Tired of the bad press the city's municipal corporation garners every monsoon, a delegation of civic engineers from the corporation of Chennai (CoC) is on a three-day visit to the city to study how to make better roads. This, ironically, comes at a time when the BMC itself is struggling to find a way to ensure that the city's roads are made and maintained efficiently.
A senior engineer of the COC delegation, who did not wish to be named, said: "Despite being a metropolitan city, Chennai does not have a single cement-concrete road, while nearly 25% of Mumbai's road network is concretised. Hence, we wanted to gain expertise from the BMC officials."
COC officials also said Chennai was likely to use the Ultra Thin White Technology for roads, a technique the BMC has been experimenting with. Vishal Thombare, assistant engineer of the city's roads department, who has been handling the technology's experiments said: "The officials from Chennai saw many of our roads, and even those which we have constructed using the UTWT and were very impressed."

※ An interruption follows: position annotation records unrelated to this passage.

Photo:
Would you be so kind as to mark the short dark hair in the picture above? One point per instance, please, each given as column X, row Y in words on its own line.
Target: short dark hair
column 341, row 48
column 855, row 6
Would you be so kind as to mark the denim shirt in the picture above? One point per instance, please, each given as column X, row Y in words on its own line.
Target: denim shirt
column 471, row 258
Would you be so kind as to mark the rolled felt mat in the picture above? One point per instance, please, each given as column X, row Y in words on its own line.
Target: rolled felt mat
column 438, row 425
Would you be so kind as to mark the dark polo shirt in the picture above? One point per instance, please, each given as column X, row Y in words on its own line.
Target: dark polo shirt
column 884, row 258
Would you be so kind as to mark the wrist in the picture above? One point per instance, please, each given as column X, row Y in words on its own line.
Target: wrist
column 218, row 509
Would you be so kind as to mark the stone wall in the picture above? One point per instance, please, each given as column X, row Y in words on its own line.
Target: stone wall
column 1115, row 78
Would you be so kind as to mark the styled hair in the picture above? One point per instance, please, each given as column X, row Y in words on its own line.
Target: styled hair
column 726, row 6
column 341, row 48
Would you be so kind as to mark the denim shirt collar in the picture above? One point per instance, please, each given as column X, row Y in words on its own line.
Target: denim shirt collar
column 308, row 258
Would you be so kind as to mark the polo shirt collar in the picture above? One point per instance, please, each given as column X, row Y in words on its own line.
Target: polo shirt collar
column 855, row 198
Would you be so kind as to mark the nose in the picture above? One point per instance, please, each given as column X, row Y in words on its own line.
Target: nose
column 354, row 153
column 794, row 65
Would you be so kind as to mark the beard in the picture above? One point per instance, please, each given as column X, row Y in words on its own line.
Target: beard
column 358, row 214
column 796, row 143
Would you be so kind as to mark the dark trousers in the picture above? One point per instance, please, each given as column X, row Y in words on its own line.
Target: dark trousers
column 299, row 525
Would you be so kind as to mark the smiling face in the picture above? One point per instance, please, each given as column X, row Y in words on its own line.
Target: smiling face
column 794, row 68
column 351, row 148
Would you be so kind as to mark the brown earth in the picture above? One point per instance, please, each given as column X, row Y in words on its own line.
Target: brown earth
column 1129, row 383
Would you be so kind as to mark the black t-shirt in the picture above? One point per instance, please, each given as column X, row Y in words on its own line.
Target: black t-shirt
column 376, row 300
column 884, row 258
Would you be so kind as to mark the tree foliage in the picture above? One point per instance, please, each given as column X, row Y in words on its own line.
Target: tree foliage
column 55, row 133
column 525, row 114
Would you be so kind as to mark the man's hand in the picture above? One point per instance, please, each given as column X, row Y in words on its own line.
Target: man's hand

Interestingly, this delegation comes at a time when a major portion of the city's roads are filled with potholes. Asked about the reason for the visit, a COC official said:, "Our corporation faces heavy criticism from the public and the media for the bad roads. Hence, we thought we needed to gain more expertise from the BMC staff and make better roads."
When asked if they had heard about the city's bad roads and seen any of them, a member of the delegation said: "We saw some roads in areas like Nariman Point, Chembur and Worli among others, and felt that they were good quality roads. Of course, there were a few potholes here and there, but those were just minor defects."